But competing for subcontracts can be messy and confusing, even for big
corporations with decades of experience in the U.S. Between mid-April and
late May, Bechtel officials say, they received about 87,000 inquiries
from companies eager to get into Iraq. When the company held a
subcontractor conference in Kuwait City in late May, "about half of Dubai
showed up," says Horst Hoeller, the managing director of 3M's Gulf
operations, who attended the conference.

Companies such as 3M hope middlemen can help them cut through the chaos.
At war's end, the Minneapolis-based industrial giant, which has an office
in Dubai, wanted to open another in Baghdad. The plan: to solicit business --
offering everything from construction materials to office products -- directly
from big contractors and to a lesser extent the military. But the company
quickly decided the Iraqi capital was too dangerous.

Instead, it decided to hunt for subcontracts at the Bechtel conference.
Executives needed someone savvy who could guide them through the process
and get them close to important military and corporate officials. So they
tapped Mr. McClelland, who attended church with Dr. Hoeller's assistant.

Mr. McClelland supplied the company with the names of 15 senior military
contracting officers in Kuwait, the U.A.E., Oman and Qatar. Mr. McClelland
also gave 3M a list of names of local executives from companies such as Bechtel;
Kellogg, Brown & Root and military-supply firm DynCorp, many of whom are
former officers Mr. McClelland served with in the Gulf. Soon after Dr. Hoeller
arrived in Kuwait for the Bechtel conference, he met a senior military officer,
one of Mr. McClelland's contacts, who complained about a lack of Post-It
notes in Iraq. Within days, the military had put in an order for Post-Its,
electrical tape and multimedia projectors.

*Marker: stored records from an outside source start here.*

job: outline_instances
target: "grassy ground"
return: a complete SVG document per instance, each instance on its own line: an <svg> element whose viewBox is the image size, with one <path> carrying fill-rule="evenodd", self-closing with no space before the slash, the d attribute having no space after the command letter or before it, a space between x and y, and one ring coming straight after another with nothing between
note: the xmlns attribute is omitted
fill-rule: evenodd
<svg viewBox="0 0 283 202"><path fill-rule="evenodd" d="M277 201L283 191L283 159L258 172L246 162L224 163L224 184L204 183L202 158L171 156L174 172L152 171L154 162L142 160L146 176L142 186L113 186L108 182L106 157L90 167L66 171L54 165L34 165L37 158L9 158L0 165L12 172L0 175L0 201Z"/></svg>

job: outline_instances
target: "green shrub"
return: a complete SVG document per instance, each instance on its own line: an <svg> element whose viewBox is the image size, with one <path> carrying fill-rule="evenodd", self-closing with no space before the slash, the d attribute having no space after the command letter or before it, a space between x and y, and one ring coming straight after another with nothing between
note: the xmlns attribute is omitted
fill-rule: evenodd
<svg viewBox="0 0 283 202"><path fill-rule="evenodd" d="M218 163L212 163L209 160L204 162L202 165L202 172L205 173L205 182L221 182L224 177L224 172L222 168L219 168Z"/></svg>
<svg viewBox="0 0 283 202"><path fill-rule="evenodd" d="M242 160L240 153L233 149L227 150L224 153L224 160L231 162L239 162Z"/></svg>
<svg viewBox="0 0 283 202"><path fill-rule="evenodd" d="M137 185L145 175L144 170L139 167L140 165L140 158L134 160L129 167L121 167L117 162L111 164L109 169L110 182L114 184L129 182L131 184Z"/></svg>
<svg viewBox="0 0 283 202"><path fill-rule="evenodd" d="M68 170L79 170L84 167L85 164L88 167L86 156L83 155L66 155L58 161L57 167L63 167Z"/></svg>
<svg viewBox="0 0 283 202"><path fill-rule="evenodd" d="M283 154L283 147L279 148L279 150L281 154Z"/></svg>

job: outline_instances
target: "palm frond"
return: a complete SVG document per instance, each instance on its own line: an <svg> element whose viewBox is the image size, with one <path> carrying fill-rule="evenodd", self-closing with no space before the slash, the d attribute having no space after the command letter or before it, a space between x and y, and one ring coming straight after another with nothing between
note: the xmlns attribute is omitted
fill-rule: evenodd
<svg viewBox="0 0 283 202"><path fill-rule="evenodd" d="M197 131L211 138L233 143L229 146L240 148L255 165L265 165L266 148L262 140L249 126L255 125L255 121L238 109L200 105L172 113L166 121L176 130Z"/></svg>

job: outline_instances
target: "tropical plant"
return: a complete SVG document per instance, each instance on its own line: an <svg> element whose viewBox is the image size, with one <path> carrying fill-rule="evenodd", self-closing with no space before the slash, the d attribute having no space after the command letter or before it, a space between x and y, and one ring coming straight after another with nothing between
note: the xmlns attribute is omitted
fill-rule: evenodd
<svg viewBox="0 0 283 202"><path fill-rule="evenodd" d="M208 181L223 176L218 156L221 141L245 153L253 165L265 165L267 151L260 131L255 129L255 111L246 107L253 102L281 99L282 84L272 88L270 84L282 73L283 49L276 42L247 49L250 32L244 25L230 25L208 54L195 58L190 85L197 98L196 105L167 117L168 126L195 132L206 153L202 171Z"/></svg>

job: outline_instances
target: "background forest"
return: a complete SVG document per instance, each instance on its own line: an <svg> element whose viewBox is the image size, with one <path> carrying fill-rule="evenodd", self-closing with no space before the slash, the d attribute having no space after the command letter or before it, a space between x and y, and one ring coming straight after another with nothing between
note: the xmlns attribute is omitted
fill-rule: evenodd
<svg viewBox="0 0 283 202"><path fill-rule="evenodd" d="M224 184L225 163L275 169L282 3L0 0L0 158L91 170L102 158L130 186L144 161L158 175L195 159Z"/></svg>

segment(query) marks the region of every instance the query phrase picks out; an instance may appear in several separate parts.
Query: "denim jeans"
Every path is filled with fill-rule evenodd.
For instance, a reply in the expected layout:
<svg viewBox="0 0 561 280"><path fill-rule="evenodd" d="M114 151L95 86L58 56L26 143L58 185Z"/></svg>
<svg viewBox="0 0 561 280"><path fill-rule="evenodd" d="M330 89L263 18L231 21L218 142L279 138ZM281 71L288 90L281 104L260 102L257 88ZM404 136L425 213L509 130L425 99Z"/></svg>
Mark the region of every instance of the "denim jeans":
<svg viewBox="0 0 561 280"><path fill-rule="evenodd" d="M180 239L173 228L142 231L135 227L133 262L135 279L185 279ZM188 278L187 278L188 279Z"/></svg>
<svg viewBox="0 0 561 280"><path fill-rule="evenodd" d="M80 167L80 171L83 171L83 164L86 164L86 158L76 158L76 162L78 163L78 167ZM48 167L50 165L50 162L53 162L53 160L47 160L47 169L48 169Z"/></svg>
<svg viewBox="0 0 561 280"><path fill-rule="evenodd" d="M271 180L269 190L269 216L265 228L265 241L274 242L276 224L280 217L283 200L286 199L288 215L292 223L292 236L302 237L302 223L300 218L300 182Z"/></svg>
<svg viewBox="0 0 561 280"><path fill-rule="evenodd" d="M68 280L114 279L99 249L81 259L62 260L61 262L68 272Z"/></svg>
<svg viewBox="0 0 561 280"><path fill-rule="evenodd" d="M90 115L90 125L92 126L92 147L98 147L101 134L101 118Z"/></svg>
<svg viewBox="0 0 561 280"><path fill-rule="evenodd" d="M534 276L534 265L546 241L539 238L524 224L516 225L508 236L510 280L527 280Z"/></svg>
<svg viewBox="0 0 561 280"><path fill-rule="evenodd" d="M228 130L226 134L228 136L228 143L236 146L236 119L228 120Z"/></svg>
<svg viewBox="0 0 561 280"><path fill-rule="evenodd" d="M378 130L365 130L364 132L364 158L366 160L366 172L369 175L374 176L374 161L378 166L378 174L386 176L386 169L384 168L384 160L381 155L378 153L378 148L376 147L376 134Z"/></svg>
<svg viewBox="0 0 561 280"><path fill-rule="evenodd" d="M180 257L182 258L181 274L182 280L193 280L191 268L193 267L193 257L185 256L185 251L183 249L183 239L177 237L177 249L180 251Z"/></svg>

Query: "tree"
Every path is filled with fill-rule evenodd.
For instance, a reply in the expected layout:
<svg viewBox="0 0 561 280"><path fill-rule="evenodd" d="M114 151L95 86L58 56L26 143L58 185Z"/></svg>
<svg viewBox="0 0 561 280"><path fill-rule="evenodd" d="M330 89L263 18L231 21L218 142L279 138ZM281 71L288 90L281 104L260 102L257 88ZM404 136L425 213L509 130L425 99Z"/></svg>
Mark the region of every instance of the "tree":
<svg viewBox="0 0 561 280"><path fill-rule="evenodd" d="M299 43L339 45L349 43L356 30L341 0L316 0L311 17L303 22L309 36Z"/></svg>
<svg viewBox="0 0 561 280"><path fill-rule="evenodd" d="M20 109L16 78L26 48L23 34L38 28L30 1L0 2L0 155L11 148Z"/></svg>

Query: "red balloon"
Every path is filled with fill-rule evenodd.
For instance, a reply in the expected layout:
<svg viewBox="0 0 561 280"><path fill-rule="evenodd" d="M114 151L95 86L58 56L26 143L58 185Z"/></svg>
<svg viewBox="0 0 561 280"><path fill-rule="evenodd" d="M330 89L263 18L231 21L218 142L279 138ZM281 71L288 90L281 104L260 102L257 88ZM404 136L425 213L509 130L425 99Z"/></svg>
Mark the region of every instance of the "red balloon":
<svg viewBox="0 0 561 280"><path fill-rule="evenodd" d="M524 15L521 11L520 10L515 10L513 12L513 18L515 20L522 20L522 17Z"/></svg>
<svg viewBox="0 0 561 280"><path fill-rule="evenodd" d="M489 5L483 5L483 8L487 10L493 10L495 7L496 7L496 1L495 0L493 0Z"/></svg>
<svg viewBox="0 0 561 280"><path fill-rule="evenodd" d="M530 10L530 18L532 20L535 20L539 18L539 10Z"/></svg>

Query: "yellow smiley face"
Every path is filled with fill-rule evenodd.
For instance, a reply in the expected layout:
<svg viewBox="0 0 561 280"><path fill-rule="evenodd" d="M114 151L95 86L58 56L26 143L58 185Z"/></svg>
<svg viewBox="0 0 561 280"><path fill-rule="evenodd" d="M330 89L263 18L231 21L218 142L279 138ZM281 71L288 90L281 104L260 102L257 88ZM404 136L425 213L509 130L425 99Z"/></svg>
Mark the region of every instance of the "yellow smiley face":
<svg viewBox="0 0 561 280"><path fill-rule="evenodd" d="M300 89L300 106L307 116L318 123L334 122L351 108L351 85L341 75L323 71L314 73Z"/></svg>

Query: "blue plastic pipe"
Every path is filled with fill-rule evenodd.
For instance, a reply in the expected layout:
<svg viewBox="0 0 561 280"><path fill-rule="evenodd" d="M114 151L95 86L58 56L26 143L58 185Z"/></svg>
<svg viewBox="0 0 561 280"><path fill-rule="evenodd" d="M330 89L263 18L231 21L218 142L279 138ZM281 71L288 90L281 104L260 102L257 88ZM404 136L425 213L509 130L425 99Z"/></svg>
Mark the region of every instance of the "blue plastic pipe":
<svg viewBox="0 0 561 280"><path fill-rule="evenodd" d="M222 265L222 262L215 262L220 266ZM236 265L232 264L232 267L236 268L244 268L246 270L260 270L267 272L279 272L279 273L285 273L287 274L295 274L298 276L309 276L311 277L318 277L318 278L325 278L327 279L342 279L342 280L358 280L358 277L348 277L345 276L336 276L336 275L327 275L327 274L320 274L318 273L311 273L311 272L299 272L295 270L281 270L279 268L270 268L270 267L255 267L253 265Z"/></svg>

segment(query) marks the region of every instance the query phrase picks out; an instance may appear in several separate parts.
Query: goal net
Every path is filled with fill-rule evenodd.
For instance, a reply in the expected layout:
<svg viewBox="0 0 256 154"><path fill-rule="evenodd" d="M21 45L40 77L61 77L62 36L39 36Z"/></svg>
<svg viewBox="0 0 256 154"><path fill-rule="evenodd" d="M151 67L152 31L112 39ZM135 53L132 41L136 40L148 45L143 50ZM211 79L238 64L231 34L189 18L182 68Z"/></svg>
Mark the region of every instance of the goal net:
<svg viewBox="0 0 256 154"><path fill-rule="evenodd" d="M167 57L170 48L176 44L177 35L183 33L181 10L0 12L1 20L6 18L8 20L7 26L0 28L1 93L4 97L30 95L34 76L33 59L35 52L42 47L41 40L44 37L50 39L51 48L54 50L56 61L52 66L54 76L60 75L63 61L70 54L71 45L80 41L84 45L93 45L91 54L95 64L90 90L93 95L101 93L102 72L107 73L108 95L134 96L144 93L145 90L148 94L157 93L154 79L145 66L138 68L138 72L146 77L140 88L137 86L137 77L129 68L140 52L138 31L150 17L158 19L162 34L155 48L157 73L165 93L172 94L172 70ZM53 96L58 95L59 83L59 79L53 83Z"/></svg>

Dr. Hoeller estimates Iraq could soon generate as much business for 3M as
Saudi Arabia, his largest Middle East market, although he declines to be more
specific. The St. Paul, Minn., company, he says, "is going to make good money in Iraq."

Middlemen also are crucial to the cottage industry of consulting firms that have
sprung up in Washington and the Middle East to guide companies through the
Iraq contracting maze. In late May, Joe Allbaugh, the national campaign manager
for President Bush in 2000, and Ed Rogers, a senior official in the Reagan and
first Bush White Houses, put together one such firm, New Bridge Strategies LLC.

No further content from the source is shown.